Le dérèglement climatique agit désormais et fragilise la sécurité et la paix dans de nombreuses régions du globe. D’où le besoin d’une réflexion stratégique pluridisciplinaire que l’IHEDN conduit avec ses auditeurs, apportant des éclairages et des expertises croisés. Le défi du XXIe siècle est devant nous.
L’impact du dérèglement climatique sur les enjeux de défense et de sécurité
The Impact of Climate Change on Defence and Security Challenges
Climate change is upon us and is acting in several regions of the globe to destabilise peace and security. Hence the need for the multi-disciplinary strategic thinking conducted with students at the Institute for higher national defence studies (Institut des hautes études de défense nationale—IHEDN), which brings together experts from many backgrounds and offers different perspectives. A great challenge for the twenty-first century stands before us.
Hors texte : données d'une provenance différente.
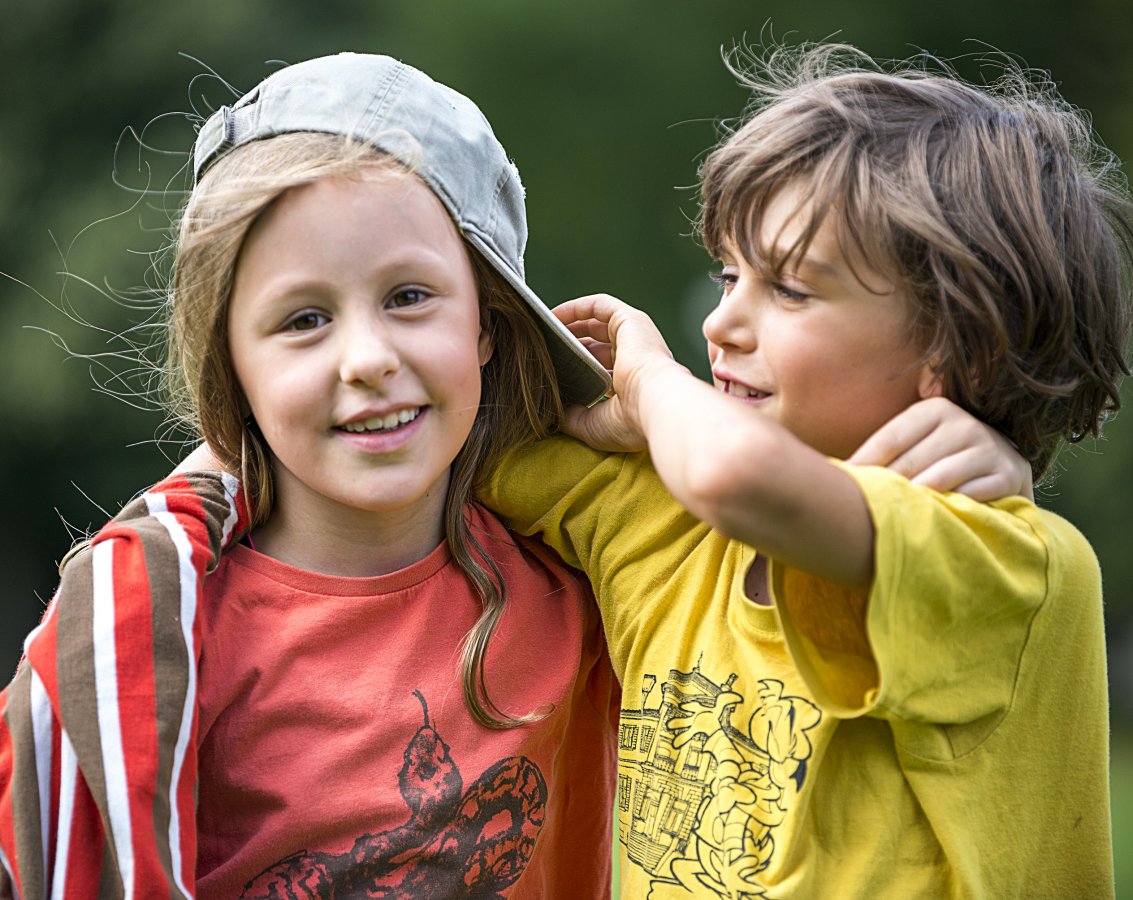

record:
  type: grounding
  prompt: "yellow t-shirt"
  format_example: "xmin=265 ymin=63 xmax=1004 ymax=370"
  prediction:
xmin=485 ymin=438 xmax=1114 ymax=900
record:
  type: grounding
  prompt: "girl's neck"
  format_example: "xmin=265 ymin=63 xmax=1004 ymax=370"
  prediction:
xmin=253 ymin=476 xmax=445 ymax=578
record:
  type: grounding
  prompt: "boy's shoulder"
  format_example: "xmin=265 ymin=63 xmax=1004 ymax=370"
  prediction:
xmin=841 ymin=464 xmax=1098 ymax=576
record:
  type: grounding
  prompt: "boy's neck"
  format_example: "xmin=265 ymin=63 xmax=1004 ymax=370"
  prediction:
xmin=743 ymin=555 xmax=775 ymax=606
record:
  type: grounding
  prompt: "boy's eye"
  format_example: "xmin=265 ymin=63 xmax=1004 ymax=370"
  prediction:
xmin=286 ymin=311 xmax=330 ymax=331
xmin=772 ymin=282 xmax=810 ymax=303
xmin=389 ymin=288 xmax=428 ymax=309
xmin=708 ymin=271 xmax=738 ymax=294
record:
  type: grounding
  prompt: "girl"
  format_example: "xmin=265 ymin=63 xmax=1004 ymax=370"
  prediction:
xmin=0 ymin=54 xmax=617 ymax=898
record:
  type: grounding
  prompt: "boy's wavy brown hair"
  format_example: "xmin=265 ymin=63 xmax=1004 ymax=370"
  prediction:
xmin=698 ymin=44 xmax=1133 ymax=481
xmin=164 ymin=133 xmax=562 ymax=728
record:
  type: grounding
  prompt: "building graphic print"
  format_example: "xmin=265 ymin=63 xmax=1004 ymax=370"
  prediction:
xmin=617 ymin=663 xmax=821 ymax=900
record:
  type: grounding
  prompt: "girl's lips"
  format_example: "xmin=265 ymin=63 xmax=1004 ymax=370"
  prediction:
xmin=332 ymin=407 xmax=428 ymax=453
xmin=338 ymin=407 xmax=421 ymax=434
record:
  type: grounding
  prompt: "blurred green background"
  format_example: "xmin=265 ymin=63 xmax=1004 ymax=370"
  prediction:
xmin=0 ymin=0 xmax=1133 ymax=897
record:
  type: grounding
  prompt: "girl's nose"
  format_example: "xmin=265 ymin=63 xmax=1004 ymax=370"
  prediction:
xmin=339 ymin=322 xmax=401 ymax=388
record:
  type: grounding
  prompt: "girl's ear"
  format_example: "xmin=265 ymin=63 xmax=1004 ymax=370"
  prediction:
xmin=476 ymin=317 xmax=495 ymax=367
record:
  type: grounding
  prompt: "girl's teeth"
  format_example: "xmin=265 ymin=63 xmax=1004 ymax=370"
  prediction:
xmin=342 ymin=409 xmax=421 ymax=434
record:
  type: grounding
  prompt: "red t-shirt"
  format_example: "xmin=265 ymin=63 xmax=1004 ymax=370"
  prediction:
xmin=197 ymin=508 xmax=620 ymax=898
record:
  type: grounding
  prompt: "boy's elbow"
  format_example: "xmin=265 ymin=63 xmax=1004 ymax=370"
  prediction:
xmin=682 ymin=419 xmax=774 ymax=540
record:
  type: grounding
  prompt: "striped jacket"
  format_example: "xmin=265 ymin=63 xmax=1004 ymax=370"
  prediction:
xmin=0 ymin=473 xmax=247 ymax=900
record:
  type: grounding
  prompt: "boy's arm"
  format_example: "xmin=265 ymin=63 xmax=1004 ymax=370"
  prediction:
xmin=556 ymin=295 xmax=1031 ymax=587
xmin=556 ymin=295 xmax=874 ymax=587
xmin=0 ymin=473 xmax=247 ymax=897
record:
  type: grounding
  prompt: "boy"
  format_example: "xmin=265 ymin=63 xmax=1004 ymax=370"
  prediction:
xmin=488 ymin=46 xmax=1133 ymax=900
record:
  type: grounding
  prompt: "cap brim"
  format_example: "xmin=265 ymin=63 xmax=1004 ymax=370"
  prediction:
xmin=465 ymin=231 xmax=613 ymax=406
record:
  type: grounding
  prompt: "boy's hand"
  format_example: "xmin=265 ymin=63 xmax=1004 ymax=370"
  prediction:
xmin=847 ymin=397 xmax=1034 ymax=500
xmin=554 ymin=294 xmax=675 ymax=451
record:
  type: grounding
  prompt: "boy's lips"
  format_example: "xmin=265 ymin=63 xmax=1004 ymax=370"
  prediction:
xmin=718 ymin=379 xmax=770 ymax=400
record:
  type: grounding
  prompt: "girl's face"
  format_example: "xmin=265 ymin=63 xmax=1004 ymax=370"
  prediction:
xmin=704 ymin=184 xmax=936 ymax=459
xmin=228 ymin=175 xmax=492 ymax=555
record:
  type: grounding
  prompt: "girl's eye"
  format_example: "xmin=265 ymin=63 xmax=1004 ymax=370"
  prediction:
xmin=390 ymin=288 xmax=428 ymax=309
xmin=286 ymin=312 xmax=330 ymax=331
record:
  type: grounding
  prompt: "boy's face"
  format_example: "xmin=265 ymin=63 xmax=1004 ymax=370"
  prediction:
xmin=704 ymin=184 xmax=935 ymax=459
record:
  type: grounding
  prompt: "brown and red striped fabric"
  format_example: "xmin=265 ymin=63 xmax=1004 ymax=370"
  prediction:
xmin=0 ymin=473 xmax=248 ymax=900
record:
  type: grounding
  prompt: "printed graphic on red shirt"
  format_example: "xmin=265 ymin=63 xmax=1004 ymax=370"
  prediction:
xmin=241 ymin=691 xmax=547 ymax=900
xmin=617 ymin=663 xmax=823 ymax=900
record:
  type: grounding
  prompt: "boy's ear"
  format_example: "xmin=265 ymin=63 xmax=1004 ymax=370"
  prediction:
xmin=917 ymin=359 xmax=944 ymax=400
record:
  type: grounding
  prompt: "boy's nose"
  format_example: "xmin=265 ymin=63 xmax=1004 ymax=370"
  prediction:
xmin=701 ymin=291 xmax=756 ymax=349
xmin=339 ymin=323 xmax=401 ymax=388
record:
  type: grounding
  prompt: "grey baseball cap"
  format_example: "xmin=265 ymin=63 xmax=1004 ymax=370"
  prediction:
xmin=193 ymin=53 xmax=611 ymax=406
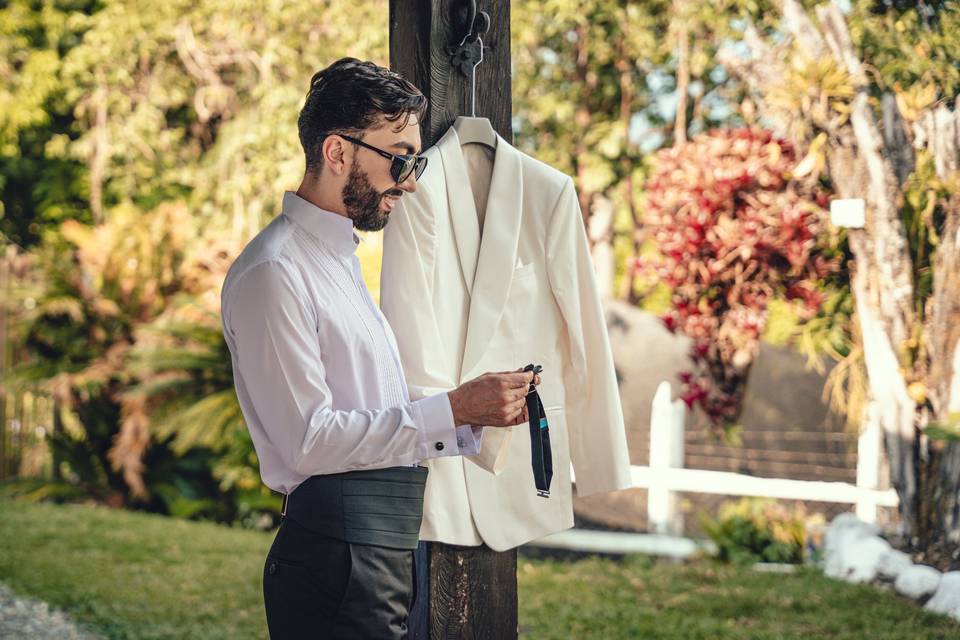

L’impact du dérèglement climatique sur l’environnement, le développement et la santé publique est désormais largement connu et médiatisé. Les conséquences possibles sur la sécurité et la paix, indirectement liées aux bouleversements induits par ces phénomènes globaux, d’une ampleur sans précédent dans l’histoire de l’humanité, sont moins souvent évoquées. Et pourtant, le réchauffement climatique porte en germe des désordres sécuritaires auxquels il convient de se préparer. Nous savons, en effet, que la raréfaction des ressources vitales telles que la nourriture et l’eau, corrélée à la montée en puissance des épisodes de sécheresse, accentuent le risque de conflits pour leur maîtrise. La multiplication prévisible d’événements climatiques extrêmes (stress hydrique, inondations, voire submersions de certains territoires) augmentera cet autre facteur d’insécurité que constituent les déplacements de populations. Nous avons appris de l’histoire, depuis que l’accès à l’énergie est au fondement du développement économique, que l’inégale répartition des gisements disponibles engendre des rivalités susceptibles de menacer la sécurité internationale. Décarboner l’économie, en ce sens, c’est aussi réduire les risques de conflits induits par la quête concurrente de contrôle des énergies fossiles.
Agir pour la planète, autrement dit, c’est agir pour la paix. En atteste d’ailleurs très explicitement la réception par les scientifiques du groupe d’experts intergouvernemental sur l’évolution du climat (GIEC) du prix Nobel dédié. Dans la configuration actuelle, marquée par l’imbrication étroite des défis à surmonter, comment s’adapter aux effets du dérèglement climatique, en tant qu’accélérateur de conflits menaçant la sécurité internationale ? Quels enseignements tirer pour nos politiques de défense des bouleversements redoutés et attendus ? Bref, comment se préparer et anticiper ? Question qui structure naturellement la définition et l’engagement des forces armées. Question aussi qui oblige à se projeter dans le long terme, à agir en stratège tout en pensant en acteur de la défense et de la sécurité.
Le renouveau de la réflexion stratégique est donc rendu nécessaire par la complexité des défis enchâssés qui appellent une vision globale et prospective des problèmes. Ainsi, l’IHEDN qui a l’habitude de faire travailler ensemble des auditeurs venus de tous horizons, civils et militaires, hauts responsables de l’État et dirigeants d’entreprises, praticiens et chercheurs, acteurs du monde associatif, journalistes et responsables politiques, a choisi cette année de proposer comme sujet d’étude à la session nationale politique de défense : « L’impact du changement climatique sur les enjeux de sécurité et de défense ». Il nous est, en effet, apparu nécessaire et comme allant de soi, de mettre à contribution un savoir-faire éprouvé – consistant à réunir et à faire dialoguer entre eux des mondes qui habituellement se parlent peu – pour susciter les interactions nécessaires au débat stratégique dont notre pays a besoin pour se préparer de manière optimale à affronter des défis inédits.